The models (AWD-LSTM and GPT-2) weren't good enough back then to usefully answer programming questions -- but it's super cool to see that vision realized with GPT-4 and other modern LLMs.
Today's data dumps/APIs foster easier access to train ML/AI models to put them on the path to irrelevance. They're pulling out all stops like there's no tmw, and there might not be, if they're willing to shake things up like this.
If the data dump is gone, that compact is broken and honestly it's time to stop contributing to SO.
it was always a broken system built on dodgy contracts, but it is still sad to see how unceremoniously everything implodes
will any lessons be learned? unlikely.
With one exception, there are no instances of anything crowdsourced/community-supported that aren't later paywalled, gatekept or destroyed to prevent exfiltration. It's always an advance-fee scheme. The longer the duration of time, the more the terms are corrupted until the people expecting delivery on the original promise end up being told "what promise?" (The exception is piracy sites. Ironically the illegal nature of the activity seems to keep the owners honest.)
Never work for free, for any promise of long-term future payout, "exposure," or any other bullshit. When they fuck you over--and they will, because you made it so easy--you'll be too broke (and broken) to sue. Every inch, every day you give them is just more time for them to find ways to cheat you.
(You'll learn this lesson the hardest way in making concessions to a high-conflict ex-spouse armed with a 50/50 child custody agreement...they get you to agree to let the kid stay with them during your scheduled time, more and more, until they can prove the kid is basically with them 100% of the time-- then you get slapped with a vastly-increased child support order. You can't claw anything back because they have commitments now. Thus, you get cheated out of both your relationship and your money.)
For example, my hobby search engine got started because I found out about these dumps and decided it would be an interesting challenge to try to work with them[1]. If I’d needed to build a scraper first the project would never have gotten off the ground.
[1]: https://search.feep.dev/blog/post/2021-09-04-stackexchange
We have companies like Reddit and Stackoverflow not being profitable, despite being wildly successful in usage and internet mind-share. Neither of these companies are particularly over-staffed.
We post our "valuable" contributions there. So valuable that nobody wants to pay for it (structurally). We block ads. AI does the daylight robbery. We expect free APIs and data dumps.
Perhaps this is our wake-up call. The limitations of the "free" model and companies running at a loss for 15 years straight. It was always an anomaly.
IF (and it's definitely an "IF") this is an intentional and permanent change by SE management, they are fundamentally changing the basic understanding between users and SE, and they have to understand that some subset of users are likely to quit using SE in response. Again, it's hard to say how many. Maybe enough to have a material impact, or maybe not. That would be the gamble they'd be taking though.

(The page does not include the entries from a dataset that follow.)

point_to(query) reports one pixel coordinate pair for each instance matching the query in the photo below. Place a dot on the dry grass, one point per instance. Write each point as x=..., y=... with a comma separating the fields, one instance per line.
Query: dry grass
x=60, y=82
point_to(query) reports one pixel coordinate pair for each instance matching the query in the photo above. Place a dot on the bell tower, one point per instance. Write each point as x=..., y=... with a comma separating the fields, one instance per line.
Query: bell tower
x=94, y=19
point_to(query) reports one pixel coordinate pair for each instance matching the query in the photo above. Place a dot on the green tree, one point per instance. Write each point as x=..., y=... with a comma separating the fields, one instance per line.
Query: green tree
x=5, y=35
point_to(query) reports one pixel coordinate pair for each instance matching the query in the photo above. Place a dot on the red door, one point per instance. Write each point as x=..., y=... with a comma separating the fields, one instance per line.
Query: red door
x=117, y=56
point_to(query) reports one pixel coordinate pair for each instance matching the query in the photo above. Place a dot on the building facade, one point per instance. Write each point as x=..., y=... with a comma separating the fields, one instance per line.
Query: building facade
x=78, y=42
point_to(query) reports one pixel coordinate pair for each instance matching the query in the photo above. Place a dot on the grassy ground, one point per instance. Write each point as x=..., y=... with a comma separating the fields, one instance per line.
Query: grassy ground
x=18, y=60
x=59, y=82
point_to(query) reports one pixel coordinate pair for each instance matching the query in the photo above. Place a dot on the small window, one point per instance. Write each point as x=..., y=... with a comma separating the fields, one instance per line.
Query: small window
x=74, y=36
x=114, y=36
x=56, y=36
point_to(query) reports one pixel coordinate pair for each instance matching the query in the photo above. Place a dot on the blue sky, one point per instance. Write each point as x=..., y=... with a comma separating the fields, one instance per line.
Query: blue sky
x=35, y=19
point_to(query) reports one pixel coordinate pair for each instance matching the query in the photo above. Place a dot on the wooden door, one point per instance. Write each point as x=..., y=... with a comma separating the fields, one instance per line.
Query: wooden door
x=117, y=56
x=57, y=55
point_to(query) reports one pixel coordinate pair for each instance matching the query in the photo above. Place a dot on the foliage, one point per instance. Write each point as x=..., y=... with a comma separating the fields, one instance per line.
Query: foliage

Given the way they've communicated in the last 2 weeks or so, this seems pretty clear. Before we had employees engaging as real human beings all over the place, and you were talking to Jon, Tim, Robert, Shog, etc. and not "Mr. Ericson, title such-and-such, representing Stack Exchange Inc."
Now all we have is a bunch of announcements, with no discussion, engagement, or even a recognition that anything is even being read. It feels like pissing in the wind – disagreement is one thing, reasonable people can disagree, but ignoring is so much worse; it's like you're not even taken serious.
Stack Exchange has gone through various phases (e.g. the "Jeff era" was different from the "stagnation era" that followed after he left), but the implied social contract was always that the community would offer their spare time and in return they would get a platform and some voice in how that platform is run. There have certainly been moments of friction in this relationship, but the basics of it never changed until now (not even with the whole debacle surrounding the firing of a moderator a few years back).
I certainly didn’t sweat it out helping people on SO to pay for Sam Altman’s fucking swimming pool.